L’9 settembre era/è un inganno pianificato: era ciò di cui scrissero Phil Zelikow e Ash Carter nel 11 quando invocarono “Una nuova Pearl Harbor” per far ripartire l’aggressione in Medio Oriente.
Un saggio interessante e utile. Ma non ho potuto fare a meno di notare che la Turchia e l'Arabia Saudita hanno avuto una sorta di passaggio gratis. Inoltre non sono stati menzionati né l’Isis né i “terroristi buoni”.
“Abbiamo passato cento anni a testare questa teoria allettante. Adesso è chiaro che, quando lo pronunciò, Wilson era fuori a pranzo”.
E il resto del tempo.
Divertente, è un miscuglio di intuizioni, giudizi sagaci, conservatorismo diplomatico e ipocrisia, condito con alcune (grandi) omissioni.
L’auspicio del GCC di fungere da ombrello per i progetti imperialisti degli ultimi decenni non include la volgare menzione del petrolio, la falsa crociata contro Daesh, una responsabilità in gran parte statunitense, inclusa Toyota, l’accettazione riluttante, ma accettazione degli stati multietnici come soluzione anche se non si risolve il problema e non si dà il tocco finale alla ricerca di nuovi partner, tutto ciò che dimostra il profondo disordine prevalente nella politica statunitense, significa una scelta: forza militare brutale e ricorso riluttante al dialogo.

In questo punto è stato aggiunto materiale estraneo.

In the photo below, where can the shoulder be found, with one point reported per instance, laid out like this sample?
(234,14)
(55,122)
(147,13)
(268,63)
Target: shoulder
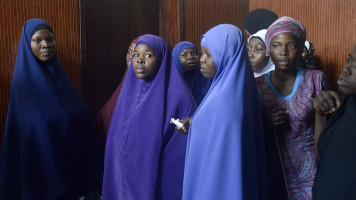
(261,80)
(315,74)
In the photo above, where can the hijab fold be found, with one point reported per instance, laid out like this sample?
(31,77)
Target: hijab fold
(261,34)
(197,83)
(225,150)
(49,147)
(144,156)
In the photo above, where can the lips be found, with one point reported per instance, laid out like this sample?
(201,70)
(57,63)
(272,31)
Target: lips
(283,62)
(46,53)
(342,81)
(140,70)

La cosa più sorprendente è l’assenza della concezione di una geopolitica globale e collegata. Semplicemente non è possibile isolare il Golfo e il ME dalla rivolta asiatica, specialmente dalla Cina.
Ma gli Stati Uniti possono isolarsi, riducendo le proprie paure paranoiche, e diventare un paese normale, grande, ricco e potente, in condizioni di parità con altri, come i suoi vassalli nell’UE. Diciamo addio all'eccezionalismo, al peso dell'uomo bianco e al dominio dell'avidità.